In other words, a Director/delegate will look at the developing quality of the hermit's heart and discern whether Christ has invited this candidate into solitude to grow in maturity, unity and, eventually, union with Him. What I have found in persons I have accompanied in this way is a definite pattern of growth in insight into the life, a tendency to make the vocation one's own (the development of a kind of proprietariness with regard to the vocation) over time as well as to add one's own gifts/specific insights in an organic way to the eremitical tradition of c 603 vocations themselves, and a constantly renewed sense of amazement and awe because of their deepening sense that the vocation is a grace; I have also found in myself and those I have accompanied, growth in personal freedom and authentic independence under ecclesiastical authority. This makes of such accompaniment more a matter of celebration and sharing than of difficult meetings to discuss permissions, inadequacies, etc. I believe my own Director(s) would say the same.

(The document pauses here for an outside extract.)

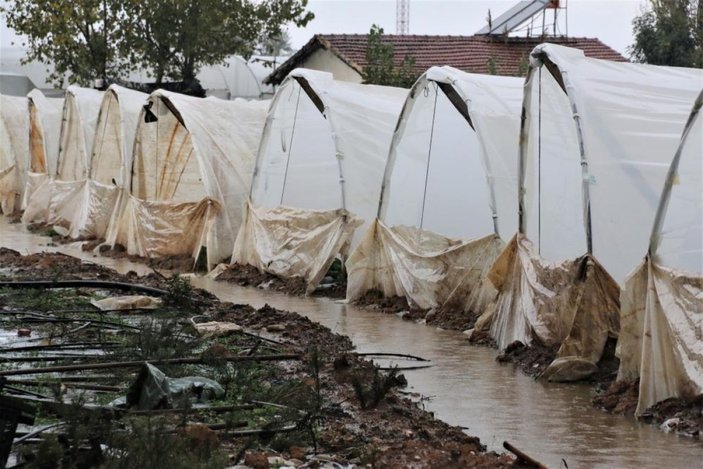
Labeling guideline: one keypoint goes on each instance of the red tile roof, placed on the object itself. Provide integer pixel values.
(468, 53)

One of the ways I think dioceses and solitary hermits moving towards profession can structure meetings re discernment and formational stages and needs is through the writing of the Rule. This process takes several drafts and correlative attempts at living what one has written; even (sometimes especially!) in persons who have lived religious life before this, the changes from the original version to the one the hermit will eventually submit to her diocese for canonical and bishop's approval are substantial. (I am quite sure I have at least one reader here rolling her eyes and laughing while saying, "Oh, Sister, are you ever right about that one !!) It takes time to make the eremitical tradition one's own, to inculcate the values and sensibilities of the vocation so that one represents eremitical life authentically in a way which is not only consonant with history but relevant and edifying to the contemporary Church and world. In other words, it takes time and a real commitment to growth (as well as a Divine call!) to become the kind of person envisioned in canon 603, one who, inspired by God in Christ, the Desert Abbas and Ammas and hermits throughout the centuries, represents the Church's canonical appropriation and embodiment of the solitary eremitical tradition in the 20-21st C. If one comes to eremitical life from a religious or monastic community one must learn to let go of a lot of very good stuff  (including how one lived religious poverty and obedience) while embracing these same values in a way which is appropriate to the solitary canonical hermit.

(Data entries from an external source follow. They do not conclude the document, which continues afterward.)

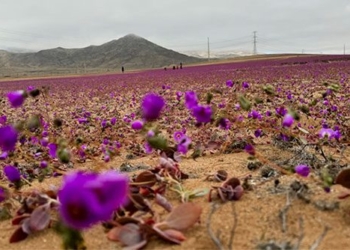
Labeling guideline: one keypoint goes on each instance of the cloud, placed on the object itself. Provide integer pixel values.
(179, 25)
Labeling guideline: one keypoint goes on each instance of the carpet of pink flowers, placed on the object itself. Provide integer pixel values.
(52, 128)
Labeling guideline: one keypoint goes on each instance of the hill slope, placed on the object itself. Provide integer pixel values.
(131, 51)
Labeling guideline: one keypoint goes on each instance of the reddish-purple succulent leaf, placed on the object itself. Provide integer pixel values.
(163, 202)
(238, 192)
(18, 235)
(212, 145)
(17, 220)
(344, 195)
(343, 178)
(137, 246)
(126, 220)
(146, 177)
(128, 235)
(113, 234)
(25, 226)
(183, 216)
(171, 235)
(174, 234)
(40, 218)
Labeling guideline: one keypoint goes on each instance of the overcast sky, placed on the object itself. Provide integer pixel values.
(183, 25)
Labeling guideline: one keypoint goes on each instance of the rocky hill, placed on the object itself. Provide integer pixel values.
(131, 51)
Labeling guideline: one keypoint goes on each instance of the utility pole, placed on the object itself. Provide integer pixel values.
(208, 50)
(254, 42)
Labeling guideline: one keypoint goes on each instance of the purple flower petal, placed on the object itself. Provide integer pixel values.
(12, 173)
(151, 106)
(8, 138)
(302, 170)
(16, 98)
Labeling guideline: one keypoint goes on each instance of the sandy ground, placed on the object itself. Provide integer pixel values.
(258, 212)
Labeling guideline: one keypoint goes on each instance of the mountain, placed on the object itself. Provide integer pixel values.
(130, 51)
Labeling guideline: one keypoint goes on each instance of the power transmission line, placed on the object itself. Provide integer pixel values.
(208, 50)
(254, 42)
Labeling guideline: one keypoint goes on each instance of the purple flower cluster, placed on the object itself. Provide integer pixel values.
(87, 198)
(183, 142)
(16, 98)
(8, 138)
(152, 105)
(302, 170)
(12, 173)
(329, 133)
(202, 113)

The hermit's deficiencies, strengths, growth, and other changes are reflected in the Rules she writes over a several year period; additionally the Rules themselves give the hermit and her superiors/guides something to explore and discuss at meetings as well as a way to set goals or decide about necessary resources which might be needed for continuing personal and vocational growth. They are a key to both discernment and formation for everyone involved in the processes. In any case discernment and formation go on at the same time. That, I think, is the nature of a divine vocation; more, it is the nature of a well-lived life.